RISA: Yeah, that’s definitely a big difference. But also, I mean, it makes sense that Hamilton’s a villain in that play. This is right after the Depression, right? This is Franklin Roosevelt’s White House. And Hamilton reflects the elite. Hamilton is everything that went wrong with a country in 1929.

ED: Yeah, Risa, Stephen Knott made that point too. FDR championed Jefferson, and so he loved that play, The Patriots.

STEPHEN KNOTT: It fit well with the times. Jefferson was kind of the perfect symbol for FDR, and it’s because of the perception that he was the champion of the common man who had taken on Alexander Hamilton, who was seen as the nation’s founding plutocrat, who was seen as sort of a champion of Wall Street and the 1%.

ED: Now, FDR’s embrace of Jefferson was really nothing new. Knott says that throughout American history, every generation has a favorite Founding Father. Usually it’s Washington. Sometimes Jefferson or Hamilton, but never both.

STEPHEN KNOTT: It seems to be an iron law that as Hamilton rises, Jefferson falls, and vice-versa. Throughout most of American history, I would say that Jefferson has had the better run of things. Hamilton does experience something of a resurgence during the Civil War, and immediately after the Civil War.

ED: Knott says Hamilton was popular with the Lincoln Republicans. Here was a Founding Father who had stood up for preserving the Union.

STEPHEN KNOTT: And also because Hamilton was one of the founding members of a society in New York State to abolish slavery, whereas Jefferson’s record is one of the largest slave-owners in Virginia, tarnishes for a time his standing in the American mind.

ED: Today, Hamilton is clearly having a moment. That’s thanks in no small part to the Pulitzer Prize-winning, chart-topping, toe-tapping Broadway musical, which recast the founder as a self-made man.

AARON BURR: (SINGING) And the world’s gonna know your name. What’s your name, man?

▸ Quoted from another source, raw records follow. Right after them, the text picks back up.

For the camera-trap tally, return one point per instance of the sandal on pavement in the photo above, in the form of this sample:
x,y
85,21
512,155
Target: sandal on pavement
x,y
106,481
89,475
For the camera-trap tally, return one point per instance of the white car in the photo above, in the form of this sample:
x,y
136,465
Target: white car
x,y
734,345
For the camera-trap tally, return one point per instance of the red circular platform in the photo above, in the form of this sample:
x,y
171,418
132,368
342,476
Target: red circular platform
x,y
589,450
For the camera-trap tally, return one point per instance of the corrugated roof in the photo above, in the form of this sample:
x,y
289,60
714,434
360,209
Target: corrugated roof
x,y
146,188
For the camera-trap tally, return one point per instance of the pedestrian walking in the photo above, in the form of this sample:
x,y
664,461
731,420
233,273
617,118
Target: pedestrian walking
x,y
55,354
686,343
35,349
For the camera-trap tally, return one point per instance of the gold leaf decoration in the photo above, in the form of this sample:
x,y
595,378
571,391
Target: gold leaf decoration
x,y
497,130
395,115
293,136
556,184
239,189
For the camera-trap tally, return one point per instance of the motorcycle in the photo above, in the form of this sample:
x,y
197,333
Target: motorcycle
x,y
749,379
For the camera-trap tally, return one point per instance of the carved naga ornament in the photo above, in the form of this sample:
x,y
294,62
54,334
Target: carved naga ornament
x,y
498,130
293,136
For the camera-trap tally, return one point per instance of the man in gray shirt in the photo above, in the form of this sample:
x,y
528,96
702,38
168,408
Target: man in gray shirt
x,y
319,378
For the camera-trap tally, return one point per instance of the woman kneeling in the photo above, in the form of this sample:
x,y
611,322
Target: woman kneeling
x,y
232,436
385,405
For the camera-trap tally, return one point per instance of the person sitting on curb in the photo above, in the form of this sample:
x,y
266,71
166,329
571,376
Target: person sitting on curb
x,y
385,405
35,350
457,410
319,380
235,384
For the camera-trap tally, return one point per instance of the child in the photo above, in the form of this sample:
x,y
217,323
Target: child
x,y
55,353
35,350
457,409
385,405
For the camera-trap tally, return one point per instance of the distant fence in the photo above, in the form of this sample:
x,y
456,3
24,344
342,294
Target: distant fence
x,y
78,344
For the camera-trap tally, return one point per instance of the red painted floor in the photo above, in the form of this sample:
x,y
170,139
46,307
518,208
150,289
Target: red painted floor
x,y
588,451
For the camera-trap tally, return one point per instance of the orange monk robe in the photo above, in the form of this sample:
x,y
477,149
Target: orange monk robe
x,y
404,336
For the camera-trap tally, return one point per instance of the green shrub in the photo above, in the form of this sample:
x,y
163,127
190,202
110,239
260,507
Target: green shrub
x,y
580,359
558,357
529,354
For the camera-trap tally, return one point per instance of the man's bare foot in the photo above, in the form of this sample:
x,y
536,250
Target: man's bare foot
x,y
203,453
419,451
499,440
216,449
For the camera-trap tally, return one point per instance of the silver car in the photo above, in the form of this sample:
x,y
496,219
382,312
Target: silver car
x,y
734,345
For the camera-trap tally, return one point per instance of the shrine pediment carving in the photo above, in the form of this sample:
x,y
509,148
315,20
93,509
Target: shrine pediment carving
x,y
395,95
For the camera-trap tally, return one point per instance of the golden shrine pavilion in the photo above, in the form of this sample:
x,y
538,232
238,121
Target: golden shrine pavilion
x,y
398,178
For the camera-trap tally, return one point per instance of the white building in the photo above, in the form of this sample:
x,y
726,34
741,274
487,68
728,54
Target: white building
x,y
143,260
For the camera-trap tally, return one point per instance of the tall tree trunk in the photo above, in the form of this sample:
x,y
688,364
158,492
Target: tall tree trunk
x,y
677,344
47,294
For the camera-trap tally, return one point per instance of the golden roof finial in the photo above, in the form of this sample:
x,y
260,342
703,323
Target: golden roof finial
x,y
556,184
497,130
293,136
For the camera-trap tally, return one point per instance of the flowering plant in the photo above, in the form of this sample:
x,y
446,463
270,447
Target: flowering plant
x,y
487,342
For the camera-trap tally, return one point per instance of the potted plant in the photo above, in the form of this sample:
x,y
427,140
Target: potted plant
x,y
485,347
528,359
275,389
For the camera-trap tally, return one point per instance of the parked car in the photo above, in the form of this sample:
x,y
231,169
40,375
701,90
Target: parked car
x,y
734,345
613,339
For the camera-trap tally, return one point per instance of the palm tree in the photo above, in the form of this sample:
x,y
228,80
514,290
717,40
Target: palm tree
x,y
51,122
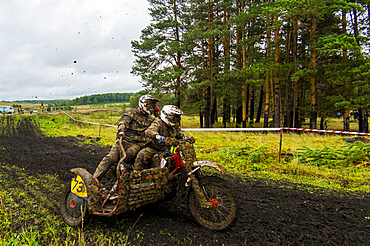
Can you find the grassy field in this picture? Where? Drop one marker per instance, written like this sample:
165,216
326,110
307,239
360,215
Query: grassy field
324,161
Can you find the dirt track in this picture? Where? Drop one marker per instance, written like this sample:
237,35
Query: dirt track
268,213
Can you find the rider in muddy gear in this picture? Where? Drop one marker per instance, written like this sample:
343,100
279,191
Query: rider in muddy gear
131,127
167,126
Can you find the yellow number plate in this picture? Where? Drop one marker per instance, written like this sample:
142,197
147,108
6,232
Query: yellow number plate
78,187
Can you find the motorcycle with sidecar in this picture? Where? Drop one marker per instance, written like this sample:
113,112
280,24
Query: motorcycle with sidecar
180,174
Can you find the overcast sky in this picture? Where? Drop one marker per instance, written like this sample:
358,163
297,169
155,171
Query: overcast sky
63,49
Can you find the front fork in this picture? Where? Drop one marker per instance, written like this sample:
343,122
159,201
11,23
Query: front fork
200,193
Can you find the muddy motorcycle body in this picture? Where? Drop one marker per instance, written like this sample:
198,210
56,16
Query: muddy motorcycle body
210,201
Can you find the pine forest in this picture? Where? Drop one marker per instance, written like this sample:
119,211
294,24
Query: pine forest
281,62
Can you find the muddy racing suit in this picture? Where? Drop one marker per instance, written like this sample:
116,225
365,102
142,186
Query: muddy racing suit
158,127
133,123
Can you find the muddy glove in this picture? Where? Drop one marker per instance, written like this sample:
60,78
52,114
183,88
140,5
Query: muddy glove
189,139
161,139
156,111
120,134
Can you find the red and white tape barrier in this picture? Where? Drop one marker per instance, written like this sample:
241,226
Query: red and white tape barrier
326,131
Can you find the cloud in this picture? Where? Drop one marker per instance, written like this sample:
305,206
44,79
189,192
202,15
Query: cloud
64,49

ALEXANDER HAMILTON: (SINGING) Alexander Hamilton. My name is Alexander Hamilton. And there’s a million things I haven’t done. But just you wait. Just you wait.

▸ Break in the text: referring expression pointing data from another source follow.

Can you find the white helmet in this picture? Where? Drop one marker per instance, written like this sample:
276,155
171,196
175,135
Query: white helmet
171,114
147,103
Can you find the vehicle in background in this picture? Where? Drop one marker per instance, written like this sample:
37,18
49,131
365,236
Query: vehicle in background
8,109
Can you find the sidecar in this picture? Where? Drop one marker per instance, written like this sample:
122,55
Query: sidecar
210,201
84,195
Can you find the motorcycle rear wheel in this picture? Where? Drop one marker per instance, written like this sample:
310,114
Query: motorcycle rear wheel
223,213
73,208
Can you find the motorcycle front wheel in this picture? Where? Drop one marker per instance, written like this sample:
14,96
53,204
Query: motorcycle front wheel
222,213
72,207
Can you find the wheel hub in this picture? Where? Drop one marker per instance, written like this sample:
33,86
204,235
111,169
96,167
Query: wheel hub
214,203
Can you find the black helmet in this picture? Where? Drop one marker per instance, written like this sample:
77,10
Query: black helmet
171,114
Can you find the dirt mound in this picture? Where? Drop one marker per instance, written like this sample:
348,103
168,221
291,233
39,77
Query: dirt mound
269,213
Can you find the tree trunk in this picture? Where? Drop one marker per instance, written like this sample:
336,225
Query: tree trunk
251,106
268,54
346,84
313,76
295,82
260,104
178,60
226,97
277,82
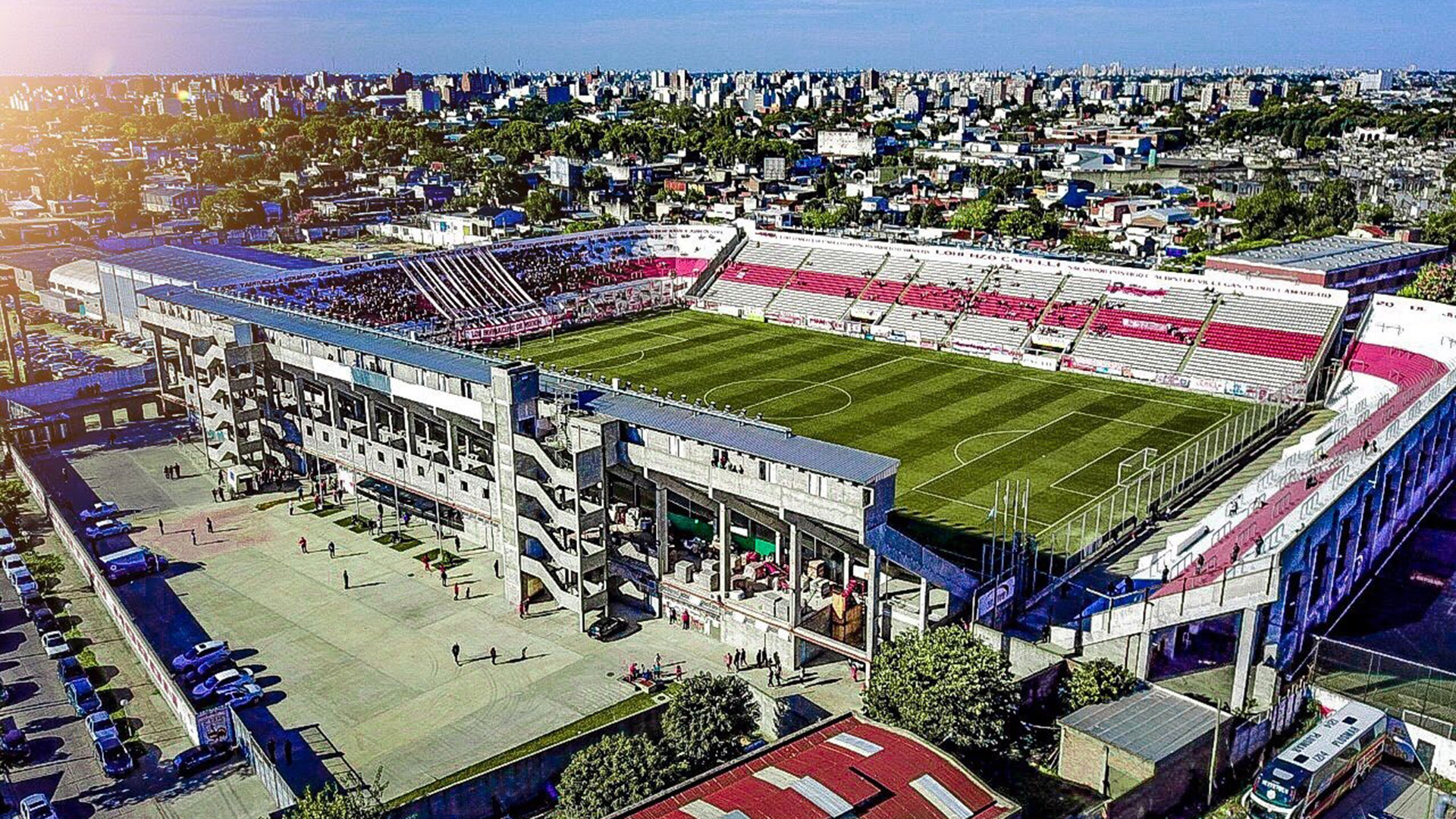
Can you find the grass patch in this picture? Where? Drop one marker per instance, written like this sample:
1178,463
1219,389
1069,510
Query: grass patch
354,523
628,707
960,426
440,558
403,544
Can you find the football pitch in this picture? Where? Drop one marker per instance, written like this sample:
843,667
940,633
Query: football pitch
959,425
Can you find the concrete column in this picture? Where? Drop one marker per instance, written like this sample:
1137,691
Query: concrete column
925,605
1244,656
795,576
660,526
724,537
873,599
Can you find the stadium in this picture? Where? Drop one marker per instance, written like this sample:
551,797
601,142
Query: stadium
811,444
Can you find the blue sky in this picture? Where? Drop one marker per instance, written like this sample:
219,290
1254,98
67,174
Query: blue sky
39,37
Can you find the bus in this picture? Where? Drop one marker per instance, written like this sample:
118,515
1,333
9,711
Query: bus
1323,765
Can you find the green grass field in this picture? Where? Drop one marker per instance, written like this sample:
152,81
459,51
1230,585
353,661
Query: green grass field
956,423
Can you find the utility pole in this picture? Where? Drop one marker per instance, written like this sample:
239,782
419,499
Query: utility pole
1213,754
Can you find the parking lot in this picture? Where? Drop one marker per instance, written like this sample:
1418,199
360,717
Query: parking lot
364,676
61,760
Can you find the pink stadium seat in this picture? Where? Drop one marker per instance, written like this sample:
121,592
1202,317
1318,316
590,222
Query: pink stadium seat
761,275
883,290
829,283
1261,341
1410,372
1149,327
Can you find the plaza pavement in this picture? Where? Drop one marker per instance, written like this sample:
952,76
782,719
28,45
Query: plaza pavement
366,676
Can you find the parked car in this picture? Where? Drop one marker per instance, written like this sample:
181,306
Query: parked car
112,755
604,627
221,682
44,620
200,653
245,695
36,806
82,697
69,670
108,528
14,746
99,510
14,564
207,668
55,645
99,725
200,758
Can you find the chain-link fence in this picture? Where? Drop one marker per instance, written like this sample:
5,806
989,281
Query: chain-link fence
1413,691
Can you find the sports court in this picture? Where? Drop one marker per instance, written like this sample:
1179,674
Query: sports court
957,425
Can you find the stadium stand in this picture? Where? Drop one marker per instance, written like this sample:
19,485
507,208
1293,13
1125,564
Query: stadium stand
1120,321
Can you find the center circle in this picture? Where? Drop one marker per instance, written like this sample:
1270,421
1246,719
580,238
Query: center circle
811,400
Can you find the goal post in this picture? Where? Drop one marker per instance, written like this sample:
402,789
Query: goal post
1134,464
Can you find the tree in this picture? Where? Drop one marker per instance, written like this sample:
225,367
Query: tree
979,215
613,773
14,497
1433,283
1097,682
542,206
946,686
1084,242
707,720
1024,223
1440,226
231,207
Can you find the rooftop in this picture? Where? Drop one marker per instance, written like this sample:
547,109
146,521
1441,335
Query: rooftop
845,767
1152,723
210,265
1329,254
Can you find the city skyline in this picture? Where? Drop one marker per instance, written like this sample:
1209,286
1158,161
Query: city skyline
41,38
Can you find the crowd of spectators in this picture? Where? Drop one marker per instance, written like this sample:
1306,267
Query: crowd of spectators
373,297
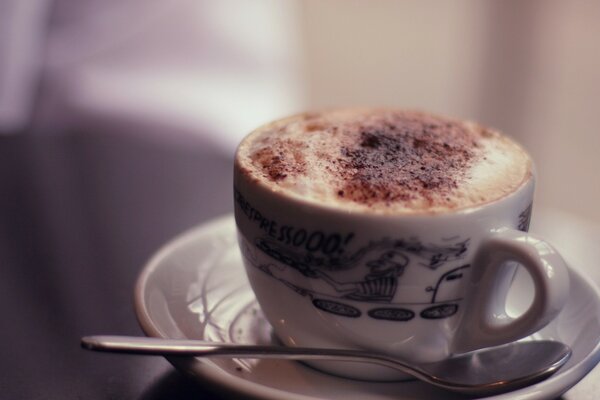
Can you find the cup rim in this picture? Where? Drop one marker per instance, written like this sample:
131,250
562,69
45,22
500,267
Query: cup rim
297,200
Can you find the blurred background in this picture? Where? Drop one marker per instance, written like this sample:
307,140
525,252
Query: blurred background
110,110
119,118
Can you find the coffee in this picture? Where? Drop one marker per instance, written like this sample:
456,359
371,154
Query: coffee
384,160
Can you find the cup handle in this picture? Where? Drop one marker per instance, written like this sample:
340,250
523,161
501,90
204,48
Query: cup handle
485,322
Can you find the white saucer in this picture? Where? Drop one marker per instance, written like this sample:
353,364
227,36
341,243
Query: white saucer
196,288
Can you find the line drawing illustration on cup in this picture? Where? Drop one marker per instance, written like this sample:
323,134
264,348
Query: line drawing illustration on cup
379,266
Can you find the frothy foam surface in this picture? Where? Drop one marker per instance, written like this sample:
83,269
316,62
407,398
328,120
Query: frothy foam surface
384,160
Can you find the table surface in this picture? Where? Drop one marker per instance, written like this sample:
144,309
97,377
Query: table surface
81,214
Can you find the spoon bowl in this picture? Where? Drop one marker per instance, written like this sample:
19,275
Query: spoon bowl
484,372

ED: Creator Lin-Manuel Miranda envisions a Hamilton who’s a brash, quick-witted immigrant striver. He’s young, scrappy, and hungry, just like his chosen country.

STEPHEN KNOTT: Alexander Hamilton had come from this obscure speck of an island in the Caribbean, and managed to sort of work his way to the top. So it’s the ultimate American success story, I would argue. The personification of the American dream.